The Armory Show returned to New York City last week, a dizzying convergence of contemporary works in a single hall. The fair shimmered with its familiar spectacle and theatrical energy, with massive paintings and unapologetically bold visuals. Collectors, curators, critics, and the occasional lay admirer like me moved from booth to booth, their excited chatter filling the Javits Center. Yet amid that display, one work carried a quieter, almost fragile message: water falling, drop by drop, onto a sculpture of mud, eroding it with every touch. At first I thought to myself, does this artist know she’s supposed to be selling her work, not letting it dissolve before our eyes? But I was captivated by the sacrifice. Without realizing it, I struck up a conversation with her, assuming she was part of the gallery staff. When she smiled and said, “This is my work,” I was caught off guard and suddenly felt I had been given a more personal insight into the piece.

The artist was Tatiana Blass, and the work was titled Barragem (2025), made from ceramic, clay, a glass dripper, water, and an iron frame. The piece evokes Brazil’s mining dam disasters, regarded as among the worst mining failures in recent decades. In 2015, a tailings dam in Mariana collapsed, sending more than 40 million cubic meters of toxic mud rushing through villages and down the Doce River to the Atlantic. Four years later, in Brumadinho, another dam gave way with even greater force, releasing a flood of waste that reshaped the landscape. Both disasters left lives lost and lasting ecological scars, exposing the fragility of these massive earthen structures, known as barragens, and the impossibility of containing mud and water forever. Watching water slowly erode the clay in Blass’s piece felt like more than a metaphor: it was a quiet reckoning with fragility, collapse, and the human cost of extraction.

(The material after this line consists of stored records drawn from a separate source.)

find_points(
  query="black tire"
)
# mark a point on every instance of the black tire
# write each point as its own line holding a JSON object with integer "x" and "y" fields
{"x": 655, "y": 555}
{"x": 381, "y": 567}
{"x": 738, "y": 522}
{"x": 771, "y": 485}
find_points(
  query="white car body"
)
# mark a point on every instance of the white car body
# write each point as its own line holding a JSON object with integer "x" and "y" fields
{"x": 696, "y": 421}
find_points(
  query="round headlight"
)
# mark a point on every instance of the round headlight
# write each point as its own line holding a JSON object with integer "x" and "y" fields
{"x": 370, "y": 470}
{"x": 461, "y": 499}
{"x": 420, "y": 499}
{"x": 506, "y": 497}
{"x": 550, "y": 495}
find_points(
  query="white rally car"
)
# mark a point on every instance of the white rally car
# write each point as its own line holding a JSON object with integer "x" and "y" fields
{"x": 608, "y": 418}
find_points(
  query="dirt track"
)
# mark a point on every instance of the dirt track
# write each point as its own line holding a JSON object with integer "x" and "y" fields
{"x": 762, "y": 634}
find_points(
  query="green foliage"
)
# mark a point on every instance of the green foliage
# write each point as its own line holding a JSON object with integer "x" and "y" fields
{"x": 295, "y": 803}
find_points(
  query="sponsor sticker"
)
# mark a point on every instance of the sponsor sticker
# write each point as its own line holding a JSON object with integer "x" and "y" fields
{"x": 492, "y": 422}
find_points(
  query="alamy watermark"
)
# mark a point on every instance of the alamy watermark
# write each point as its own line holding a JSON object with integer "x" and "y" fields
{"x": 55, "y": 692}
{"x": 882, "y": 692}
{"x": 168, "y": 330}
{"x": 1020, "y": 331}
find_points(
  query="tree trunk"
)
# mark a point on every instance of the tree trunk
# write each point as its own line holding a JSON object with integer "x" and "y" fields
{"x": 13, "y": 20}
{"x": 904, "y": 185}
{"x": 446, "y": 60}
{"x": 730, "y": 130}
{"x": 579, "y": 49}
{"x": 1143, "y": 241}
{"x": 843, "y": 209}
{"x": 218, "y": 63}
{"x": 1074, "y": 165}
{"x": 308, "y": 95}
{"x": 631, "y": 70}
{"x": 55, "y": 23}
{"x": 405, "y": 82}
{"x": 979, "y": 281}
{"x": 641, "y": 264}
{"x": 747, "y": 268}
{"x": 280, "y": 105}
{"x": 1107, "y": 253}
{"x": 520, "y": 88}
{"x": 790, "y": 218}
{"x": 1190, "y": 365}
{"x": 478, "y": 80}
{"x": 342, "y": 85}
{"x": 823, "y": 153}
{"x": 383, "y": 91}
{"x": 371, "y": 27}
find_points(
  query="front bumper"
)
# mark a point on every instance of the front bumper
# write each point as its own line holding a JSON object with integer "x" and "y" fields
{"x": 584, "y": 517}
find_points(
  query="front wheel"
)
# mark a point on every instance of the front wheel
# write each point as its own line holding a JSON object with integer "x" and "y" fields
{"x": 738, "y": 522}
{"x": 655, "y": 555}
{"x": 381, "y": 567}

And while this was the work that first drew me to Blass, it is not where her art stops. As the New York Times has pointed out, her paintings are “populated by distant, spectral suggestions of human figures, walking, juggling, half-present,” which she sometimes heightens into sculptural relief. These figures often inhabit landscapes of rock quarries or hot springs, settings that recall the mines and their scars. Together, they extend her ongoing meditation on labor, fragility, and the uneasy balance between human presence and the earth that sustains it.

What struck me most was how beautifully balanced her work felt, a meeting point of art and science. Barragem was not a scientific experiment, yet it carried the clarity of one: water falling at a steady rate, erosion unfolding predictably over time, cause and effect laid bare. At the same time, it was charged with metaphor and history, turning geological process into testimony. Blass bridges these registers with quiet precision. Her mud, clay, and water are the same materials studied by geologists and environmental scientists, but here they become instruments of memory and critique, a way of holding us in the tension between permanence and collapse. In the midst of the Armory’s spectacle, Barragem lingered as both artwork and witness, a reminder that sometimes the quietest pieces carry the heaviest weight.